Notwithstanding the introduction of Tyrosine Kinase Inhibitors (TKIs) revolutionized the outcome of Chronic Myeloid Leukemia (CML), one third of patients still suspends treatment for failure response. Recent research demonstrated that several BCR/ABL1-independent mechanisms can sustain resistance, but the relationship between these mechanisms and the outcome has not yet been fully understood. This study was designed to evaluate in a "real-life" setting if a change of expression of several genes involved in the WNT/BETA-CATENIN, JAK-STAT, and POLYCOMB pathways might condition the outcome of CML patients receiving TKIs. Thus, the expression of 255 genes, related to the aforementioned pathways, was measured by quantitative PCR after 6 months of therapy and compared with levels observed at diagnosis in 11 CML patients, in order to find possible correlations with quality of response to treatment and event-free-survival (EFS). These results were then re-analyzed by the principal component method (PCA) for tempting to better cluster resistant cases. After 12 months of therapy, 6 patients achieved an optimal response and 5 were "resistant;" after application of both statistical methods, it was evident that in all pathways a significant overall up-regulation occurred, and that WNT was the pathway mostly responsible for the TKIs resistance. Indeed, 100% of patients with a "low" up-regulation of this pathway achieved an optimal response vs. 33% of those who showed a "high" gene over-expression ( = 0.016). Analogously, the 24-months EFS resulted significantly influenced by the degree of up-regulation of the WNT signaling: all patients with a "low" up-regulation were event-free vs. 33% of those who presented a "high" gene expression ( = 0.05). In particular, the PCA analysis confirmed the role of WNT pathway and showed that the most significantly up-regulated genes with negative prognostic value were DKK, WNT6, WISP1, and FZD8. In conclusion, our results sustain the need of a wide and multitasking approach in order to understand the resistance mechanisms in CML.

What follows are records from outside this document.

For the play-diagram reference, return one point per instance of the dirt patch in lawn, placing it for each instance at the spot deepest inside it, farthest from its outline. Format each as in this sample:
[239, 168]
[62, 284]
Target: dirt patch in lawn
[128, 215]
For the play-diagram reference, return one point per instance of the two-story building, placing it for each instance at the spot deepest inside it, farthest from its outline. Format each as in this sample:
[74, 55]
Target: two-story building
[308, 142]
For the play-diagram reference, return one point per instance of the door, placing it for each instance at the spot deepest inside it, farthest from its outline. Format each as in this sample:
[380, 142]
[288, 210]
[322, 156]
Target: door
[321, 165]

尽管酪氨酸激酶抑制剂(TKIs)的引入彻底改变了慢性髓性白血病(CML)的治疗结果,但仍有三分之一的患者因治疗反应不佳而中断治疗。最近的研究表明,几种不依赖BCR/ABL1的机制可维持耐药性,但这些机制与治疗结果之间的关系尚未完全明确。本研究旨在评估在“现实生活”环境中,参与WNT/β-连环蛋白、JAK-STAT和多梳蛋白途径的几种基因的表达变化是否会影响接受TKIs治疗的CML患者的治疗结果。因此,在治疗6个月后,通过定量PCR检测了与上述途径相关的255个基因的表达,并与11例CML患者诊断时观察到的水平进行比较,以寻找与治疗反应质量和无事件生存期(EFS)的可能相关性。然后通过主成分分析法(PCA)对这些结果进行重新分析,试图更好地对耐药病例进行聚类。治疗12个月后,6例患者获得了最佳反应,5例为“耐药”;应用两种统计方法后,很明显在所有途径中均出现了显著的总体上调,且WNT途径是导致TKIs耐药的主要途径。事实上,该途径“低”上调的患者中有100%获得了最佳反应,而基因“高”表达的患者中这一比例为33%(P = 0.016)。类似地,WNT信号上调程度对24个月的EFS有显著影响:所有“低”上调的患者均无事件发生,而基因“高”表达的患者中这一比例为33%(P = 0.05)。特别是,PCA分析证实了WNT途径的作用,并表明具有负面预后价值的上调最显著的基因是DKK、WNT6、WISP1和FZD8。总之,我们的结果支持需要采用广泛且多任务的方法来理解CML的耐药机制。